Risks Related to the Integration of the Progenics Acquisition
We may not be able to successfully integrate the Progenics business into our business and realize the anticipated benefits of the Progenics
Acquisition.
The ultimate success of the Progenics Acquisition will depend on our ability to successfully combine the business of Progenics with our own and
realize the anticipated benefits, including synergies, cost savings, innovation and operational efficiencies and revenue growth from the combination. If we
are unable to achieve these objectives within the anticipated time frame, or at all, the anticipated benefits may not be realized fully or at all, or may take
longer to realize than expected, and the value of our common stock may suffer.
The Progenics Acquisition involves the continued integration of Progenics’ business into our existing business, which has been a complex, costly and
time-consuming process. The on-going integration may result in material challenges, including, without limitation:
•
The diversion of management’s attention from ongoing business concerns and performance shortfalls at one or both of the companies;
• Managing a larger combined company;
• Maintaining employee morale and attracting, motivating and retaining management personnel and other key employees;
• Unanticipated risks to our integration plan including in connection with timing, talent, and the potential need for additional resources;
• New or previously unidentified manufacturing, regulatory, or research and development issues in the Progenics business;
•
Retaining existing business and operational relationships and attracting new business and operational relationships;
• Unanticipated changes in federal or state laws or regulations; and
• Unforeseen expenses or delays associated with the Progenics Acquisition.
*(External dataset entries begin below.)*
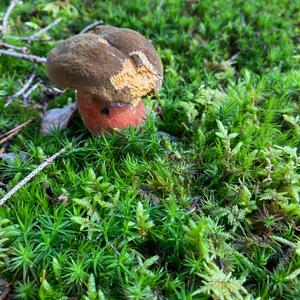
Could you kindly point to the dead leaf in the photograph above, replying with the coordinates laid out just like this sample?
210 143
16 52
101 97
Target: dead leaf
57 118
Many of these factors are outside of our control and any one of them could result in delays, increased costs, decreases in the amount of expected
revenues and diversion of management’s time and energy, which could materially affect our financial position, results of operations and cash flows.
Our future results may be adversely impacted if we do not effectively manage our expanded operations following the completion of the Progenics
Acquisition.
Our combined business is now significantly larger and more complex than our business was immediately prior to the consummation of the Progenics
Acquisition. Our ability to successfully manage this combined business will depend upon our ability to continue to integrate the two separate businesses
and manage the combined business with its increased scale and scope, and increased costs and complexity. We may not be successful or may not realize the
expected operating efficiencies, cost savings and other benefits previously disclosed.
The CVRs we issued as part of the Progenics Acquisition may result in substantial future payments and could divert the attention of our
management.
As part of the consideration for the Progenics Acquisition, we issued CVRs to the stockholders of Progenics and holders of in-the-money Progenics
equity awards entitling them to future cash payments of 40% of PyL net sales over $100.0 million in 2022 and over $150.0 million in 2023. These
payments could be substantial and could adversely impact our liquidity. In addition, we are obligated to exercise a level of effort, expertise and resources
consistent with those normally used in a medical diagnostics business similar to our size and resources with respect to developing, seeking regulatory
approval for and commercializing a product of similar market potential at a similar stage in its development or product life to PyL. We are also required to
produce net sales statements for PyL that may be reviewed and challenged by CVR holders, with any disagreement to be resolved by an independent
accountant. These requirements could divert management time and resources and result in additional costs.
The financial analyses and forecasts considered by us and Progenics and their respective financial advisors in connection with the Progenics
Acquisition may not be realized, which may adversely affect the market price of our common stock in the future.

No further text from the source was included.